Industrial Leadership: Addresses Delivered in the Page Lecture Series, 1915, Before the Senior Class of the Sheffield Scientific School, Yale University.
First edition of Henry Laurence Gantt's Industrial Leadership; inscribed by him to American labor activist John P. Frey
Industrial Leadership: Addresses Delivered in the Page Lecture Series, 1915, Before the Senior Class of the Sheffield Scientific School, Yale University.
GANTT, H.L. [Henry Laurence].
$2,250.00
Item Number: 142852
New Haven: Yale University Press, 1916.
First edition of Gantt’s classic work on the principles of industrial leadership and vocational training, one of 1500 copies printed. Octavo, original publisher’s cloth. Presentation copy, inscribed by the author on the front free endpaper in the year of publication, “Mr. J. P. Frey compliments of HL Gantt Feb 8/16.” The recipient, John Philip Frey was a labor activist and president of the American Federation of Labor’s Metal Trades Department during a crucial period in American labor history. In 1918, Frey became chairman of the National Bureau of Economic Research, helping to raise money and incorporate the organization in 1920. He remained chairman of the board of directors until 1927. During the presidency of AFL president William Green, Frey was one of the most influential men in the American labor movement. Frey, long with Matthew Woll, president of the International Photo-Engravers Union of North America, worked behind the scenes of the AFL executive council to craft AFL policies and positions, heavily influencing the passive Green. Green’s rabid anti-Communism, his apolitical views, his refusal to consider governmental action as relief for working people’s problems, and unwavering support for craft unionism all came from Frey and Woll. In near fine condition with Frey’s library stamp to the front free endpaper.

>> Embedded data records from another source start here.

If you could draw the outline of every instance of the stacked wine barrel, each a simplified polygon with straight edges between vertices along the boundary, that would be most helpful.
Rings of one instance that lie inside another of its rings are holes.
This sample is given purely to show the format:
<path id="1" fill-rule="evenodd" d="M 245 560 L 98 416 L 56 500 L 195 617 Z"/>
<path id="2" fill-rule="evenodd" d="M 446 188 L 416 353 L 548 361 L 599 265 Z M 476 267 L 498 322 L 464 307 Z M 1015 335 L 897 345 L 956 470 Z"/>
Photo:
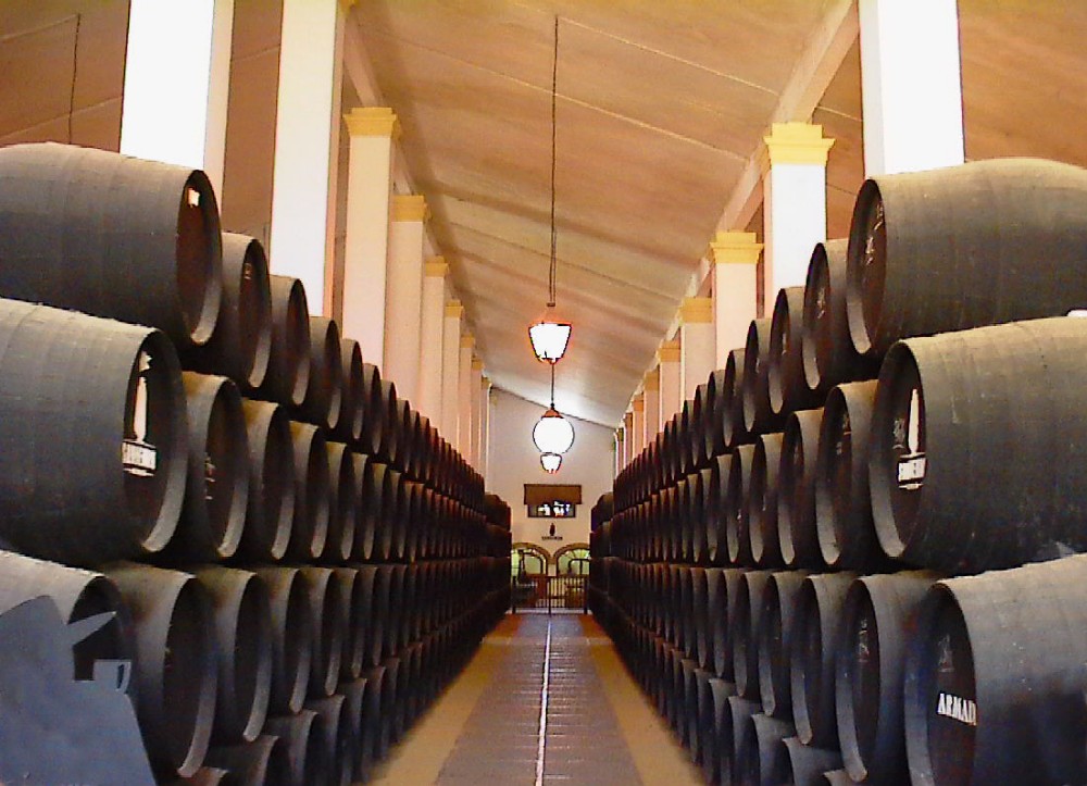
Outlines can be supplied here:
<path id="1" fill-rule="evenodd" d="M 509 607 L 509 507 L 203 173 L 0 148 L 0 609 L 98 621 L 157 778 L 363 778 Z"/>
<path id="2" fill-rule="evenodd" d="M 1075 166 L 869 179 L 600 500 L 590 607 L 708 781 L 1084 782 L 1085 249 Z"/>

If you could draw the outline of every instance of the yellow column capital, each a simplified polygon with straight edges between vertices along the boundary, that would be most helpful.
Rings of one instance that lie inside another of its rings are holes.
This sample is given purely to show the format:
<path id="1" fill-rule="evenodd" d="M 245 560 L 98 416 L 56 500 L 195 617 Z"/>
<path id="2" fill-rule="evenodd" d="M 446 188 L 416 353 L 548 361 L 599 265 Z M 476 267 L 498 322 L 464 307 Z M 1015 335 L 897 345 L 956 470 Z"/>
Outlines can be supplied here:
<path id="1" fill-rule="evenodd" d="M 762 171 L 776 164 L 817 164 L 826 166 L 834 139 L 823 136 L 823 126 L 812 123 L 774 123 L 762 138 Z"/>
<path id="2" fill-rule="evenodd" d="M 679 341 L 664 341 L 657 350 L 657 360 L 661 363 L 678 363 Z"/>
<path id="3" fill-rule="evenodd" d="M 392 221 L 426 221 L 430 209 L 422 194 L 396 194 L 392 196 Z"/>
<path id="4" fill-rule="evenodd" d="M 684 298 L 679 305 L 679 322 L 684 325 L 713 322 L 713 298 Z"/>
<path id="5" fill-rule="evenodd" d="M 390 137 L 400 136 L 400 121 L 388 107 L 355 107 L 343 115 L 347 130 L 351 136 Z"/>
<path id="6" fill-rule="evenodd" d="M 715 264 L 757 264 L 762 244 L 753 232 L 719 232 L 710 242 Z"/>

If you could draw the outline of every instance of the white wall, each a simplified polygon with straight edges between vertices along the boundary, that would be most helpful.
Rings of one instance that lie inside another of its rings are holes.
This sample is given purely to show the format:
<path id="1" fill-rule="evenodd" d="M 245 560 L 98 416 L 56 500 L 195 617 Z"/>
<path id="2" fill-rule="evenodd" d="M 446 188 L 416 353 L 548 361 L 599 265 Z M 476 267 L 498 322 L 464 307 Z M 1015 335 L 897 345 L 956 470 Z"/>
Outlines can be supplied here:
<path id="1" fill-rule="evenodd" d="M 487 490 L 500 496 L 513 510 L 513 541 L 537 544 L 549 553 L 567 544 L 588 542 L 589 511 L 612 486 L 614 431 L 569 417 L 574 426 L 574 445 L 562 457 L 562 469 L 549 475 L 540 466 L 540 454 L 533 444 L 533 426 L 545 408 L 499 388 L 491 392 L 490 407 Z M 582 504 L 577 506 L 577 515 L 529 519 L 525 508 L 526 483 L 580 484 Z M 562 540 L 541 539 L 552 521 Z"/>

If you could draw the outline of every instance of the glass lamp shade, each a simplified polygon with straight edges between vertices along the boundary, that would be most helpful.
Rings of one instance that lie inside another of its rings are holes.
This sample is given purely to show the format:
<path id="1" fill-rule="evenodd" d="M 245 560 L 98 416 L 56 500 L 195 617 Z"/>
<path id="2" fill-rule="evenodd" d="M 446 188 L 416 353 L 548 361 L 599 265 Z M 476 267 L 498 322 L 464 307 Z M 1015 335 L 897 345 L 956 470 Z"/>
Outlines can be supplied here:
<path id="1" fill-rule="evenodd" d="M 533 341 L 533 352 L 536 360 L 542 363 L 558 363 L 566 352 L 570 342 L 571 325 L 569 322 L 557 322 L 545 314 L 544 319 L 528 328 L 528 337 Z"/>
<path id="2" fill-rule="evenodd" d="M 562 466 L 562 457 L 558 453 L 540 453 L 540 464 L 549 475 L 553 475 Z"/>
<path id="3" fill-rule="evenodd" d="M 565 453 L 574 444 L 574 427 L 555 410 L 549 409 L 533 428 L 533 441 L 541 453 Z"/>

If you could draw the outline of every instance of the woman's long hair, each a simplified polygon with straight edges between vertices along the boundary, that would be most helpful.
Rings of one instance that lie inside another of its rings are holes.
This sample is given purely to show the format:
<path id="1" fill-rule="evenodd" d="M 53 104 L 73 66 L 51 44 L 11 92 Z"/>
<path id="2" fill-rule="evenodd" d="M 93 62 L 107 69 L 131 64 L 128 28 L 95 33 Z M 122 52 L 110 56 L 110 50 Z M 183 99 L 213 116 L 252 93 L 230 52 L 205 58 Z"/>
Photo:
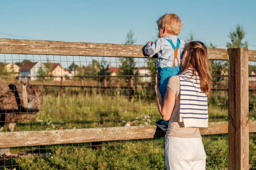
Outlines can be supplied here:
<path id="1" fill-rule="evenodd" d="M 182 65 L 180 74 L 192 68 L 194 75 L 197 71 L 200 79 L 201 91 L 207 96 L 210 95 L 212 79 L 209 70 L 209 61 L 207 48 L 200 41 L 191 41 L 186 45 L 184 51 L 187 51 L 186 57 Z"/>

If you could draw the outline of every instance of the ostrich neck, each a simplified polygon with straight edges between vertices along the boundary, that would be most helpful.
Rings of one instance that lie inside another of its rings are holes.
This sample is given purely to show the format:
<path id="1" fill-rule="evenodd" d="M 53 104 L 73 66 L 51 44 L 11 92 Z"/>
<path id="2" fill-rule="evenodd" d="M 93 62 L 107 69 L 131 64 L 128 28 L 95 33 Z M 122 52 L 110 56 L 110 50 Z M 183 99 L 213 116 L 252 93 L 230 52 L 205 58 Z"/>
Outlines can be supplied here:
<path id="1" fill-rule="evenodd" d="M 26 85 L 22 84 L 22 98 L 25 109 L 27 109 L 28 108 L 28 93 L 26 91 Z"/>

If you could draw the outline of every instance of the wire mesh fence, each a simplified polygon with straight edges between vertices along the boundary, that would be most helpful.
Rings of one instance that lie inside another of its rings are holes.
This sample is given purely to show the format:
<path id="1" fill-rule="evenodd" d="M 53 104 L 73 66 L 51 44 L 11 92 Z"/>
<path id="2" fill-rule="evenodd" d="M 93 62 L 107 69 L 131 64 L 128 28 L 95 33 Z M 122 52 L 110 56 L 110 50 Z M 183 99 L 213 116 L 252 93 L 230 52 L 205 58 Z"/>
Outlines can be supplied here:
<path id="1" fill-rule="evenodd" d="M 256 63 L 249 62 L 249 121 L 253 121 L 256 118 Z M 251 170 L 256 170 L 256 133 L 250 133 L 249 159 Z"/>
<path id="2" fill-rule="evenodd" d="M 153 125 L 160 118 L 155 59 L 0 55 L 0 83 L 9 87 L 0 99 L 2 131 Z M 228 63 L 211 60 L 211 65 L 209 121 L 227 121 Z M 207 169 L 227 167 L 227 135 L 205 135 L 203 141 Z M 3 148 L 12 155 L 2 157 L 0 169 L 163 170 L 164 142 L 160 138 Z"/>

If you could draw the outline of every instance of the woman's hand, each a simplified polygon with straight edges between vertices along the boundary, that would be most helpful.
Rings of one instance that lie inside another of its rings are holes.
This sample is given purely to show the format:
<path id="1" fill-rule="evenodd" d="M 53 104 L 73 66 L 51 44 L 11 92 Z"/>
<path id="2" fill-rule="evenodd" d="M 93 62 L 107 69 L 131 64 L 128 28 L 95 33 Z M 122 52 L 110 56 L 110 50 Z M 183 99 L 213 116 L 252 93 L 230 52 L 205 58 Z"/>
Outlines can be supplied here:
<path id="1" fill-rule="evenodd" d="M 157 71 L 157 74 L 156 75 L 156 85 L 155 85 L 155 90 L 157 93 L 157 90 L 159 88 L 159 78 L 158 78 L 158 71 Z"/>

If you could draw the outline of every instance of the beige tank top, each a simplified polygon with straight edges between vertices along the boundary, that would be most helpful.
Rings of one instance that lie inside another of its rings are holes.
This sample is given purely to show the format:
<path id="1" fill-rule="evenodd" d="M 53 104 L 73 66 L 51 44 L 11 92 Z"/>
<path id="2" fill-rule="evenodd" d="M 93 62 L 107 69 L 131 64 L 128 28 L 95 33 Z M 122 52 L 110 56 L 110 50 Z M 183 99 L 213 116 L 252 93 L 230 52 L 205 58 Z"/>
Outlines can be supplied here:
<path id="1" fill-rule="evenodd" d="M 199 128 L 185 128 L 184 123 L 180 122 L 180 78 L 174 76 L 169 79 L 167 87 L 176 94 L 174 108 L 169 120 L 166 138 L 176 137 L 183 138 L 202 138 Z"/>

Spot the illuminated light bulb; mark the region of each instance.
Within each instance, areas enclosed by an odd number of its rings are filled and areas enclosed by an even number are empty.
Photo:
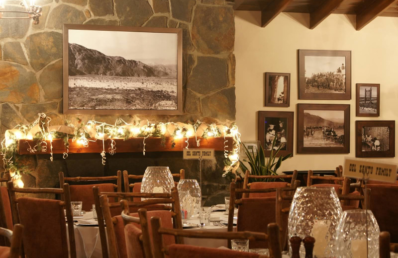
[[[19,188],[23,188],[24,184],[23,182],[22,182],[22,180],[21,180],[20,178],[18,179],[15,181],[15,184],[16,184],[16,186]]]

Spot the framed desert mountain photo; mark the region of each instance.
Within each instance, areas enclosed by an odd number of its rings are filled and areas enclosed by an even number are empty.
[[[298,50],[299,99],[351,99],[351,52]]]
[[[265,106],[289,107],[290,73],[265,73]]]
[[[275,138],[274,148],[281,147],[280,154],[293,155],[294,114],[288,112],[258,112],[258,139],[266,156],[270,156]]]
[[[357,117],[379,117],[380,115],[380,84],[357,83]]]
[[[350,152],[350,105],[297,104],[298,153]]]
[[[64,24],[64,113],[182,113],[182,30]]]
[[[355,157],[395,157],[395,121],[355,121]]]

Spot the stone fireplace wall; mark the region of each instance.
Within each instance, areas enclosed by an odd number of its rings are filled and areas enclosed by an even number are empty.
[[[235,120],[235,36],[232,5],[225,0],[37,0],[43,6],[38,25],[29,20],[0,19],[1,131],[34,121],[39,113],[51,124],[77,118],[114,124],[195,121],[230,123]],[[16,6],[12,8],[16,8]],[[181,28],[183,30],[184,114],[181,116],[65,115],[62,111],[62,24],[100,24]],[[106,40],[106,39],[104,39]],[[221,178],[223,153],[203,164],[204,195],[222,200],[230,180]],[[107,154],[103,166],[99,154],[21,156],[30,174],[26,187],[56,185],[58,173],[70,176],[114,174],[117,170],[142,174],[150,165],[186,169],[187,178],[199,179],[199,162],[184,161],[181,152]],[[214,201],[219,202],[218,200]],[[222,202],[222,201],[220,201]]]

American mechanical engineer and management consultant Henry Gantt remains best known for his work in the development of scientific management, his most popular legacy to the field being the Gantt Chart. Accepted as a commonplace project management tool today, the Gantt Chart was an innovation of worldwide importance in the 1920s. Gantt charts were employed on major infrastructure projects including the Hoover Dam and Interstate highway system and continue to be an important tool in project management and program management. In his later career as an industrial consultant and following the invention of the Gantt chart, he designed the 'task and bonus' system of wage payment and additional measurement methods worker efficiency and productivity.